Hurdle / Challenge:
I grew up in a culture where people with ideas are well respected. As I became older though I found myself struggling with the execution of ideas. As I hopped from ideas to ideas, I could never really give enough dedication, persistent focus and hard labor to any particular idea and make them a reality.
Path to recover:
I still struggle with it, but I think I am getting better at it. The book that helped me in this area is “4 Disciplines of Execution: Achieving Your Wildly Important Goals” by Sean Covey and Chris McChesney.
I narrow down my focus on what I think is the most important (i.e., most meaningful, purposeful, and joyful for me). In the book this is called ‘wildly important goal.’
I try to figure out and stick to habits that will ‘lead’ me to my goals. In the book they call these ‘lead measures’. I am finding out that the right habit (that aligns with your goals) is probably the most powerful weapon or the lead measure.

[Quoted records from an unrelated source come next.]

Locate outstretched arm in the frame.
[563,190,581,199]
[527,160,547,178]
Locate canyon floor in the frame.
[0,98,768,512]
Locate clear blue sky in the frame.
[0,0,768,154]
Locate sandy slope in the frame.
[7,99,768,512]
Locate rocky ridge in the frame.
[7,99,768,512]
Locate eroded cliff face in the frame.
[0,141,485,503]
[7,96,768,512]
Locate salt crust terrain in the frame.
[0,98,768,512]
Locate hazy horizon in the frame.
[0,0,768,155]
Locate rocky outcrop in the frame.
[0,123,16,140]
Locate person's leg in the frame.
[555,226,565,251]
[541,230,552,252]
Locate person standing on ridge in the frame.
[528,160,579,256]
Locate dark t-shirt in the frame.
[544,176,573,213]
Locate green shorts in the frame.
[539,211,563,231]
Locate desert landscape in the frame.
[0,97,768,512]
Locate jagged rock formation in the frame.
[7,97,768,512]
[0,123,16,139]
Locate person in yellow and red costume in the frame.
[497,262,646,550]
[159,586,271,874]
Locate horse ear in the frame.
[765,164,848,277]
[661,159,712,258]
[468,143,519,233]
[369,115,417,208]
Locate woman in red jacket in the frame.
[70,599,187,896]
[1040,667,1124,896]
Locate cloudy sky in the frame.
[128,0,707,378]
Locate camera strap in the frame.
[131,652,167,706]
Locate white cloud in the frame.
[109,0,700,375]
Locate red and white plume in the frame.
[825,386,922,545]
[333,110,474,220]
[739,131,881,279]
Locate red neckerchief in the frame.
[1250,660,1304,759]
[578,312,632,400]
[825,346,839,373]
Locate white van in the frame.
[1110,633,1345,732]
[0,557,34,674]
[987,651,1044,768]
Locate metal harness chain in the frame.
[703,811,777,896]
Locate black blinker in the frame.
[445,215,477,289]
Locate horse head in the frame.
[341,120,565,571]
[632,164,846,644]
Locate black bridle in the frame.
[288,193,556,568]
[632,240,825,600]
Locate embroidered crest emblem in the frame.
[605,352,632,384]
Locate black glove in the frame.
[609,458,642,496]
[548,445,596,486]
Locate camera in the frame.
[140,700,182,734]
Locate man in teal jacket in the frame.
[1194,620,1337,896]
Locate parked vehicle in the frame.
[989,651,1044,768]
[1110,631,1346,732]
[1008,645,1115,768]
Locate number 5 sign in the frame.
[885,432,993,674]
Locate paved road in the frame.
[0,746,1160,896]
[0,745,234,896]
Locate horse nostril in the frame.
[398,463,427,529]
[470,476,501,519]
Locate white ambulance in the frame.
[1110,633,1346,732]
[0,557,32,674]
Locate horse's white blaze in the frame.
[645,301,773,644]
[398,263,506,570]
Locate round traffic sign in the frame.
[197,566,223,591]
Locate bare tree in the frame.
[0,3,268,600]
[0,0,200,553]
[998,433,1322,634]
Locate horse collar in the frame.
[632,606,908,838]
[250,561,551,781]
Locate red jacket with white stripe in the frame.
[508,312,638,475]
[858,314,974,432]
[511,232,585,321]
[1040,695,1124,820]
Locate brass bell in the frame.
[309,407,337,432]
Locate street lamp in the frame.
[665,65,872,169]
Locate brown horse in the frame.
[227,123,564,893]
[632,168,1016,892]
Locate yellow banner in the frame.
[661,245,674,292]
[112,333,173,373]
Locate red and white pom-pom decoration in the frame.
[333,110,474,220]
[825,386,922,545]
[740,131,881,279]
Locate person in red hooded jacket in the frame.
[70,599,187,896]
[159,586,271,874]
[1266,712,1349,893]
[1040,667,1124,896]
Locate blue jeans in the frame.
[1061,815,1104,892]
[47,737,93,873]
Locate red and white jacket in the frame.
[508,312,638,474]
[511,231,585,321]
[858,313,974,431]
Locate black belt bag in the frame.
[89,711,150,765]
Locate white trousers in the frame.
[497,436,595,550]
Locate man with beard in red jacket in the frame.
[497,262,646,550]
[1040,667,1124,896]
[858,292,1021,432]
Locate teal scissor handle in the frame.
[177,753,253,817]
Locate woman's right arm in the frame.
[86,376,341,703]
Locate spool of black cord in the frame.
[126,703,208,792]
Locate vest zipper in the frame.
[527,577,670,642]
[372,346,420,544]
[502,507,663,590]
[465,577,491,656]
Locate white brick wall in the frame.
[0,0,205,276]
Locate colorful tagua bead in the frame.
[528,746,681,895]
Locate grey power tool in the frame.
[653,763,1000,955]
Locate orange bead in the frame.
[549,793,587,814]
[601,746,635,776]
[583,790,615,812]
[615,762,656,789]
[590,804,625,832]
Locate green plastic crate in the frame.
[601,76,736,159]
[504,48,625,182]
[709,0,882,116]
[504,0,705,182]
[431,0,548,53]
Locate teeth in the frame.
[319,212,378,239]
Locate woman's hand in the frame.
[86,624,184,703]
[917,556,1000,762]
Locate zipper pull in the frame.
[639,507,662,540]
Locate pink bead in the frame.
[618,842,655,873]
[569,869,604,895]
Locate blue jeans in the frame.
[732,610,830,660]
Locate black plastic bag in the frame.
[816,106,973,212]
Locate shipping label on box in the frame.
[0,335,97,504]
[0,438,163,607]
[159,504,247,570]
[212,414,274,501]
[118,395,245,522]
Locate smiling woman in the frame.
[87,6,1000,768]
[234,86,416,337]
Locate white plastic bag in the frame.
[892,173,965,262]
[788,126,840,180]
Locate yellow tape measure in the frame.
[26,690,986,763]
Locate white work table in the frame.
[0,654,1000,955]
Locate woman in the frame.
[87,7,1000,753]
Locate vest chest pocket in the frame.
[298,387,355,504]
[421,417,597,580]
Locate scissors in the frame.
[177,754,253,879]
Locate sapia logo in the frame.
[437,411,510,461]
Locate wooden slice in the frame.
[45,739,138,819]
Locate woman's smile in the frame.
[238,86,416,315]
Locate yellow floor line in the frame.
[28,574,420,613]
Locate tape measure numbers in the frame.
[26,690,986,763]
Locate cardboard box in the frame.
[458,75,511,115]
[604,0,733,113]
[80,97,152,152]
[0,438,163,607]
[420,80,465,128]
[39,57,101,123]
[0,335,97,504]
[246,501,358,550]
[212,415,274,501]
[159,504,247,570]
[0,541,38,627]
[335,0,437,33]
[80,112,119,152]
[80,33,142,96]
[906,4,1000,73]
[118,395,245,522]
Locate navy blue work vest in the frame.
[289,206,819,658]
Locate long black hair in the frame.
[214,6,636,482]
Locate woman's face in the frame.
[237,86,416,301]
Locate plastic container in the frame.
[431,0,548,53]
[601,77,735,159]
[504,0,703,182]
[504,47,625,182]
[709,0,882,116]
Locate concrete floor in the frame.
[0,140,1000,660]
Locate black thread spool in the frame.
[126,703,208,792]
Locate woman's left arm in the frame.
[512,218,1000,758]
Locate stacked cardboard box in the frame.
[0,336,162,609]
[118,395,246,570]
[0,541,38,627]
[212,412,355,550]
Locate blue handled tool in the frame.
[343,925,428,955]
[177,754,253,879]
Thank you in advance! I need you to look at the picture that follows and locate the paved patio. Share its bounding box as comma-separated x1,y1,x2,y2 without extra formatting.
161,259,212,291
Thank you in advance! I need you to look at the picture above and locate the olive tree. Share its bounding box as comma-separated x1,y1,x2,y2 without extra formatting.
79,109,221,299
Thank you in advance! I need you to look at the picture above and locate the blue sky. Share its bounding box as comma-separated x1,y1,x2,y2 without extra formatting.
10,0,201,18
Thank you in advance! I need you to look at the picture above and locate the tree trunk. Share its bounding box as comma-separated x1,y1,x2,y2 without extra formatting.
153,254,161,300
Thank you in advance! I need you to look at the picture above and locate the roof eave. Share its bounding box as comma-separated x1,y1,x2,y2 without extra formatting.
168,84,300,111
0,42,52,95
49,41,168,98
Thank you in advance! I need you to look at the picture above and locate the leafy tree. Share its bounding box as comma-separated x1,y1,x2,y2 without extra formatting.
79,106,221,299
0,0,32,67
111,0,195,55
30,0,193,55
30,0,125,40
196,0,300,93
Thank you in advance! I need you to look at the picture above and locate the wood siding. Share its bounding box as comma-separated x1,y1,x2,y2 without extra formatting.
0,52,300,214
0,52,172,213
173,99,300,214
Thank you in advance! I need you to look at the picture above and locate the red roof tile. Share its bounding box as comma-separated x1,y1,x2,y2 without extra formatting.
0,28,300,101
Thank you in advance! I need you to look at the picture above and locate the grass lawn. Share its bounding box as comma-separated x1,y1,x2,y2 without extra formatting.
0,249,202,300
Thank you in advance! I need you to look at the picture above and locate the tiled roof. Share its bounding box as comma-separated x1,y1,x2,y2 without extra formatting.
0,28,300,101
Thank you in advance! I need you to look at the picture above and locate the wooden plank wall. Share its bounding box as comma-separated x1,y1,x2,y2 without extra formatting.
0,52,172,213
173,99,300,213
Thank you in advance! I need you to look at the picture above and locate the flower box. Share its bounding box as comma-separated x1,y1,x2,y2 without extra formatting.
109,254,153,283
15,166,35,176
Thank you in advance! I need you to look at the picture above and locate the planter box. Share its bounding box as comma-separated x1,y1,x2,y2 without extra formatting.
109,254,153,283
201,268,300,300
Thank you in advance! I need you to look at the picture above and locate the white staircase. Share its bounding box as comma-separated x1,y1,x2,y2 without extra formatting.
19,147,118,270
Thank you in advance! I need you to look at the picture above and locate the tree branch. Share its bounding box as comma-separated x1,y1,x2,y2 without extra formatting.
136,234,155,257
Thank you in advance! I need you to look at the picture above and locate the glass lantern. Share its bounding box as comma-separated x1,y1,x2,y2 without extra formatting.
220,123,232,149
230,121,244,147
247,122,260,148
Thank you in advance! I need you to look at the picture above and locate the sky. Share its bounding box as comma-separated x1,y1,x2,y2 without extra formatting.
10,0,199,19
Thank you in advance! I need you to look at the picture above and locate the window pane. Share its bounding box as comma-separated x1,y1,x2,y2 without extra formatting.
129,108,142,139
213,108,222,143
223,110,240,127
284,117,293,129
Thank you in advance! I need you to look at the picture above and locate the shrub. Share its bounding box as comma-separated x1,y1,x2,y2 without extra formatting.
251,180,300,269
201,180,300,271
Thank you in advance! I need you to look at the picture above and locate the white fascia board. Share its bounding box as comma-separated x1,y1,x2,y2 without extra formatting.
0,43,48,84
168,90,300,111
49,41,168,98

I also review my long term and short term goals periodically to make sure I am not jumping from ideas to ideas.
Any advice for people who may be struggling with similar challenges:
-Ideas x Execution = Impact. 100 ideas and 0 execution will yield 0 impact. 1 idea, 100% execution, will yield full impact.
-Lean towards execution. Not too much planning and analysis. Too much analysis may cause paralysis.
-Rely on good habits that align with your long-term goals.
-Hopping from ideas to ideas is little bit intoxicating for the short term but ineffective for the long run. Because you want to stay high off the initial high-energy days of starting a new idea.
-Be mentally prepared to fail and fail often.